Alan Kersh Statement against 58th Street Megatower
The following statement was presented by community member Alan Kersh, on behalf of the larger Far East 50s community, against the proposed Sutton Place Megatower at East 58th Street. Sign the petition.
KERSH STATEMENT AT CB6 LAND USE COMMITTEE MEETING 5-6-15
Good evening. My name is Alan Kersh and I am speaking on behalf of the Boards of Directors of the many residential coops in the Far East 50’s. For reasons I will substantiate below, we respectfully ask this land use committee to take the following actions:
- First, please examine the aberrational mid-block R10 zoning that currently exists between 52nd and 59th Streets, east of First Avenue. Given the purely residential characteristics and overall scale of the Far East 50’s neighborhood, we believe that the R10 designation – which significantly differs from the zoning designations of other residential neighborhoods in Manhattan – places the well being of our residents in immediate jeopardy. We therefore request that the committee act immediately. Time is of the essence.
- Second, we ask this committee to recommend to the full Board that CB6 strongly advocate to the City Planning Commission to appropriately rezone the mid-block streets from 52nd to 59th Streets, east of First Avenue, to zoning classification R8 or R8B, in the shortest possible time frame.
- Finally, we ask that the land use committee recommend an immediate moratorium against the issuance of new construction permits for super-tall mid-block towers in the Far East 50’s while the City Planning Commission considers and processes the necessary zoning changes.
As you can see from tonight’s turnout, residents of our buildings have been shocked to learn that a 900-foot condominium tower is being planned mid-block on the south side of 58th street between Sutton Place and First Avenue at 426-432 East 58th Street.

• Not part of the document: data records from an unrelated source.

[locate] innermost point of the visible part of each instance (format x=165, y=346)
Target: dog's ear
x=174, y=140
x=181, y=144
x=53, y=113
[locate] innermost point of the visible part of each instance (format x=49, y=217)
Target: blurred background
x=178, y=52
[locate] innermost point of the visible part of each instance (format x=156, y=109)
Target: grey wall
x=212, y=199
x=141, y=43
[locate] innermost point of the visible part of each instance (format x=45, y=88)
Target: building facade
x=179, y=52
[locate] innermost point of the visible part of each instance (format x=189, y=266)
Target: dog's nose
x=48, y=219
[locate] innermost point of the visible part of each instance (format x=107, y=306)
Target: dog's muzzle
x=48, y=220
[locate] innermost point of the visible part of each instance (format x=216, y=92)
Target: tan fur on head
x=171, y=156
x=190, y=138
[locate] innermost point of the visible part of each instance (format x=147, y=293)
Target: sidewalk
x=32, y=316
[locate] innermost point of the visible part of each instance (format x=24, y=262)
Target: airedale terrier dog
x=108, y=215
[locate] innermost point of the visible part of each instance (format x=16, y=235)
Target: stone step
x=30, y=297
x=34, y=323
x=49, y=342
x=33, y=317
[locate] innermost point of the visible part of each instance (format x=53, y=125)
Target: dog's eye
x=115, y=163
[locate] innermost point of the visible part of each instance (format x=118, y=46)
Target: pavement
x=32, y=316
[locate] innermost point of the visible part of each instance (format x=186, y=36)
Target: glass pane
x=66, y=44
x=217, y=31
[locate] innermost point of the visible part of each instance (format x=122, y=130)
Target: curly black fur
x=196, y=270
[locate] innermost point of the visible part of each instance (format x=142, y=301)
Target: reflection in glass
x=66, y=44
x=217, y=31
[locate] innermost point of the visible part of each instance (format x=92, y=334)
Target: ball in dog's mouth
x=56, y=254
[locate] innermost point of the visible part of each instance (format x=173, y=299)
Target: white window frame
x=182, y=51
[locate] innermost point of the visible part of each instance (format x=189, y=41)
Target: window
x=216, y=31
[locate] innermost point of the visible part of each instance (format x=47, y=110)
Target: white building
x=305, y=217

The developer claims to have a right to construct this mega-tower on a narrow side street without public review because our area is zoned R10. As this committee is well aware, a very broad swathe of the Far East 50’s - from the east side of First Avenue to the East River and from 52nd Street all the way up to 59th Street – is zoned R10. Such a broad R10 designation is entirely unique in all of Manhattan. We ask, isn’t the R10 zoning totally incompatible at this point in time with the mix of historic town houses, walk-ups, tenements and typical post-war apartment buildings that exist in our neighborhood and contribute to the unique character and diverse resident profile of the Sutton area? This wide ranging R10 zoning designation is inconsistent with residential areas throughout Manhattan which are almost invariably zoned R8 or less on the side streets while maintaining higher zoning on the avenues. We believe that whatever rationale may have led to the designation of our neighborhood as an R10 zone many years ago cannot support the maintenance of the R10 designation under the circumstances that exist today. Maintaining R10 zoning on the side streets of our residential community defies public health and safety and denies a decent quality of life to the diverse community that already lives here.
We are not only worried about what has been proposed for East 58th Street; we are worried about our entire neighborhood. We are very concerned that the precedent set by the pending 900’ tall development on East 58th Street will quickly spur a domino effect. Under the R10 zoning designation, our neighborhood is vulnerable to a rapid and detrimental transformation, likely resulting in over a half dozen new super-tall towers being built in our immediate neighborhood east of First Avenue. The extreme adverse effect on our already seriously congested avenues and narrow side streets would be unconscionable.
Unless the City acts promptly to correct the outdated and illogical zoning provisions applicable to our neighborhood, the current building boom – spurred on by seemingly limitless amounts of capital seeking a safe haven in NYC and startling engineering technology – will permit a scale and density that our city planners never imagined decades ago.